Eva: “Are you famous, Nanna?”

Nanna: “Well, no, not really.”

“But do people know who you are?”

“Well, in Pennsylvania, I guess some people know who am.”

“That’s what I want! I want to write about Nature so people will know who I am!”

Yesterday afternoon my cousin Heidi stopped over with her three-year-old daughter Morgan in tow. Eva immediately took her under her wing and managed to coax her into walking much farther than she ever had before, showering her with praise for the feat. It was amusing to see these two only-children relate to each other in a big sister-little sister fashion.

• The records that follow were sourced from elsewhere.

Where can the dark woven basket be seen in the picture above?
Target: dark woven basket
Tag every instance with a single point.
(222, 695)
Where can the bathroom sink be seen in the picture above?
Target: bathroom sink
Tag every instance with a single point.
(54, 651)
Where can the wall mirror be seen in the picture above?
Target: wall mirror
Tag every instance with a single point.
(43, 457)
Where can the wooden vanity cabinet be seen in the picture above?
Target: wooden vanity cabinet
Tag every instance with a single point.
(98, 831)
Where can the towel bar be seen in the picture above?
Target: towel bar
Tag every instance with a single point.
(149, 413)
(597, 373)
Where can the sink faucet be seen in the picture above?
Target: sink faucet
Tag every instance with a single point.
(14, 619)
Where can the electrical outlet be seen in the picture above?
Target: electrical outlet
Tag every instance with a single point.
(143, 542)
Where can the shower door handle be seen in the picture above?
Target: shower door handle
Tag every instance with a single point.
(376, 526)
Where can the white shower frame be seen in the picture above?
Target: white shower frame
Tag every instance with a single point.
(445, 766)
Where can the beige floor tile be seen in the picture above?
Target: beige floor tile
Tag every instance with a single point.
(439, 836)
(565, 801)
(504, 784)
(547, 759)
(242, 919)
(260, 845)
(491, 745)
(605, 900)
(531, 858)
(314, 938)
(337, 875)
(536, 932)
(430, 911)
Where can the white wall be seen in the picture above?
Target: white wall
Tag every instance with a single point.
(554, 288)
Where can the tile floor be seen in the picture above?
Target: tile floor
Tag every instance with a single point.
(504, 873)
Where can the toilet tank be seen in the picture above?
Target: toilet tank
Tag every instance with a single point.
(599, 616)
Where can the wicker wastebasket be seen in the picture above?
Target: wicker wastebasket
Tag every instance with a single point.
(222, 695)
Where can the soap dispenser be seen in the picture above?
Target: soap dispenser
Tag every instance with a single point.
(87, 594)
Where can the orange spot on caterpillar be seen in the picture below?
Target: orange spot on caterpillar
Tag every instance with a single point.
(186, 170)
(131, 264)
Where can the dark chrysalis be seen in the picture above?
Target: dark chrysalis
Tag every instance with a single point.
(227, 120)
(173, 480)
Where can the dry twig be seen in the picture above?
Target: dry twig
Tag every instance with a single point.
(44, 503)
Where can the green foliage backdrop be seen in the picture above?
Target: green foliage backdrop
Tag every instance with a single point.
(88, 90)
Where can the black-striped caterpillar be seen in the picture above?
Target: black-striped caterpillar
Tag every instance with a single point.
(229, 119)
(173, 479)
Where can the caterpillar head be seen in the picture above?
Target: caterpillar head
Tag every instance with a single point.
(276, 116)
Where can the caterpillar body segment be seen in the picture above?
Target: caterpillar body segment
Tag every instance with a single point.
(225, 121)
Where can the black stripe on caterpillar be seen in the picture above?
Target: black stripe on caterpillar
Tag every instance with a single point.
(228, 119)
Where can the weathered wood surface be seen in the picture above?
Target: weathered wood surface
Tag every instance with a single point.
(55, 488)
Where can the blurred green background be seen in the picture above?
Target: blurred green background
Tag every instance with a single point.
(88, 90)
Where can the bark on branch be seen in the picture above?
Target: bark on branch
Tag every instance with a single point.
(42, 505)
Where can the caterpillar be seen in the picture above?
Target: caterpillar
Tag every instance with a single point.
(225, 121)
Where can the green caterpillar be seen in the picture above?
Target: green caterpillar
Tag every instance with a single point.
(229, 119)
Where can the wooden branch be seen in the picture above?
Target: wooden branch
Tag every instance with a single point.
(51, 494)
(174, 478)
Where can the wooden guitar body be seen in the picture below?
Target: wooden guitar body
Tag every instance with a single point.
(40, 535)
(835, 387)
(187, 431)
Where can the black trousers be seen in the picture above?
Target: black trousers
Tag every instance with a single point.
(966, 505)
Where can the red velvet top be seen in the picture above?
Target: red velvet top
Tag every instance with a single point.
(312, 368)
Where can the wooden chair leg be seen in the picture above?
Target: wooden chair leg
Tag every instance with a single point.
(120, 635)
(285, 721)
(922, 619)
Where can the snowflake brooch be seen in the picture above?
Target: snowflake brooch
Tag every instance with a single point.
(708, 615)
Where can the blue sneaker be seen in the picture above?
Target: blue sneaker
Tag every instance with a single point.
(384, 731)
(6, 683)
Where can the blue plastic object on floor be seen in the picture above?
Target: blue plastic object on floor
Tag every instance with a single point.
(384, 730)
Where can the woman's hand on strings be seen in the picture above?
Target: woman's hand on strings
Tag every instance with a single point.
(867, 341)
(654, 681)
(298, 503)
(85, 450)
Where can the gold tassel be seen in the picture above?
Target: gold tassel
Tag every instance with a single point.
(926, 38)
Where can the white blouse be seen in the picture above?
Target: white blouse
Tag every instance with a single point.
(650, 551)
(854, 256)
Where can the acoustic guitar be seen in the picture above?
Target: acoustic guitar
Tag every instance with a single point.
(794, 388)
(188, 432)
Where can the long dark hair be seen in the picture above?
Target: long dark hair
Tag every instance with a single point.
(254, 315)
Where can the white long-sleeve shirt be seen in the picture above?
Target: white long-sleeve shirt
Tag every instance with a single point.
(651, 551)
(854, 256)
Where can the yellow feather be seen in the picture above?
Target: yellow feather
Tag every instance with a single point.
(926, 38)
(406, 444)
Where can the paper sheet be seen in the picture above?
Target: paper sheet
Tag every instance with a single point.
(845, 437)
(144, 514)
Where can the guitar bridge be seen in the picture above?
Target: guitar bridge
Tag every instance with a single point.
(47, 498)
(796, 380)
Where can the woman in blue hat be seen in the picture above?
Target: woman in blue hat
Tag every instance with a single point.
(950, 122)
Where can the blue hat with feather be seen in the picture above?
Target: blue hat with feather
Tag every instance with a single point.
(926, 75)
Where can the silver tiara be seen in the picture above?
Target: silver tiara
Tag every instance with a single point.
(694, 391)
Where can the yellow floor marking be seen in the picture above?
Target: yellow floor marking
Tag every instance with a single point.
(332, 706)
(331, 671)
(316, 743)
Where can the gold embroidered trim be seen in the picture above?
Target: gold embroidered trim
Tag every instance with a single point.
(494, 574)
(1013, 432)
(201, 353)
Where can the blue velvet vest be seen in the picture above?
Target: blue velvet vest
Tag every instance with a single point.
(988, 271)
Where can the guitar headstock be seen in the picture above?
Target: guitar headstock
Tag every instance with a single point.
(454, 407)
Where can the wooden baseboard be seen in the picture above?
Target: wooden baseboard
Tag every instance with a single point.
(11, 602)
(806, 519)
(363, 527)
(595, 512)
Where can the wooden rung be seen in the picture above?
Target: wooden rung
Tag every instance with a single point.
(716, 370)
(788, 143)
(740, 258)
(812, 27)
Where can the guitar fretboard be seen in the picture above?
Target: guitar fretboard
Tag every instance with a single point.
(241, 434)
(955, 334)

As for me, I’m just happy for the company of two spontaneously affectionate and imaginative children – even when sudden storms of temper blow in from nowhere, as sometimes happens. Most of the time I am content to play Thoreau without regret for my single, childless state. But then I get a hug from a little kid and am reminded suddenly of just how much I’m missing.

The missing All, prevented Me
From missing minor Things.
If nothing larger than a World’s
Departure from a Hinge
Or sun’s Extinction, be observed
‘Twas not so large that I
Could lift my Forehead from my work
For Curiosity.

__________

Both quotes are from the R. W. Franklin edition of The Poems of Emily Dickinson: nos. 1009 (first stanza) and 995 (complete).